The Sudder Bazaar

The motive that calls for my ditty 
  Is to tell you how many things are
To be found on the road to the City,
  Which we call it the Sudder Bazaar.

When the Mission bell's tinkling insistence
  Has ceased, through the dust-laden air
Comes the call from the Mosque in the distance—
  The call of the Faithful to prayer.

Unmoved though the world fall asunder, 
  The voice of the muezzin you hear,
While our guns, in the citadel under, 
  Are booming for Tel-el-Kebir.

With an eye to where offal and meat lie,
  The kite circles near and afar,
The pie-dog sleeps calmly and sweetly 
  In the dust of the Sudder Bazaar.

And the wrinkled old sweet-seller squats there, 
  With his daughters (two two-year-old houris),
And his sweetmeats in baskets and pots there, 
  And his bank, a fat bag full of cowries.

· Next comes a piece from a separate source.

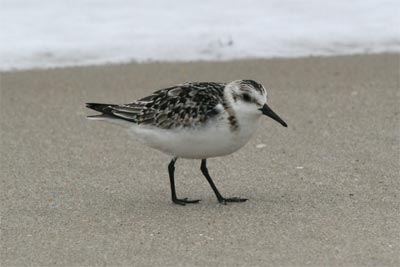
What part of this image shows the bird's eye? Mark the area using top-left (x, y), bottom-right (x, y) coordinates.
top-left (243, 94), bottom-right (251, 102)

There the Kabuli horse-dealers swagger 
  In  sheepskins—the skinny side out
And jostle the Deccan quail-bagger 
  And the pleader's ubiquitous tout.

Staid bulls, much beloved of the Brahmins 
  Stroll round, taking food as they go;
And the cat shares its meal with that 'varmin', 
  The bottomless-pit-coloured  crow;

Comes the jat from slush canefields suburban 
  And the Sikh hating white men like swine,
With his beard fastened under his turban 
  And the gowala goading his kine.

Serene and most learned of manner
  By the drainpipe the stamp vendor sits 
With his stock in trade—value one anna
  Translating our Khitmagar's chits. 

While the ekka (a tea-tray on wheels, dear) 
  Flies past, as the occupants sit,
(Since a pony, you know, never feels, dear), 
All five tugging hard at the bit;

And the wicked wee tats with a coat of 
  Fluffed wool (brought down south in the hope
Of a sale), like the man Swinburne wrote of, 
  'Kick heels with their neck in a rope';

Disturbing the marriage procession
  And its cohort of tom-tomming men,
And  the bridegroom's  sublime self-possession­ 
  That dusky young husband of ten.

In the midst of this turmoil pell-mell met,
  You may catch from the spot where you stand 
Some glimpse of T. Atkins's'  helmet—
  The power that governs the land.

And these arc a few of the faces 
  Of strangers come in from afar,
Of the olla podrida of races
  That seethes in the Sudder Bazaar;

Some notes from the gamut of face-tints, 
  That ranges through yellow to tar  
The pavement mosaic of race-tints, 
  That mottles the Sudder Bazaar.

But what do I care for their faces,
  For the Jat, the fakir, or the Sikh, 
When here, in these populous places,
  I meet ninety thousand a week?

Oh, give me the wet walks of London,
  And a tramp with my sweetheart as well, 
And our 'Power in the East' may be undone, 
  And the Sudder Bazaar go to  . . . Well,

So this is the reason, my dearest,
  When Iwalk where those infidels arc,
That I bang the small boy who stands nearest, 
  And flee from the Sudder Bazaar.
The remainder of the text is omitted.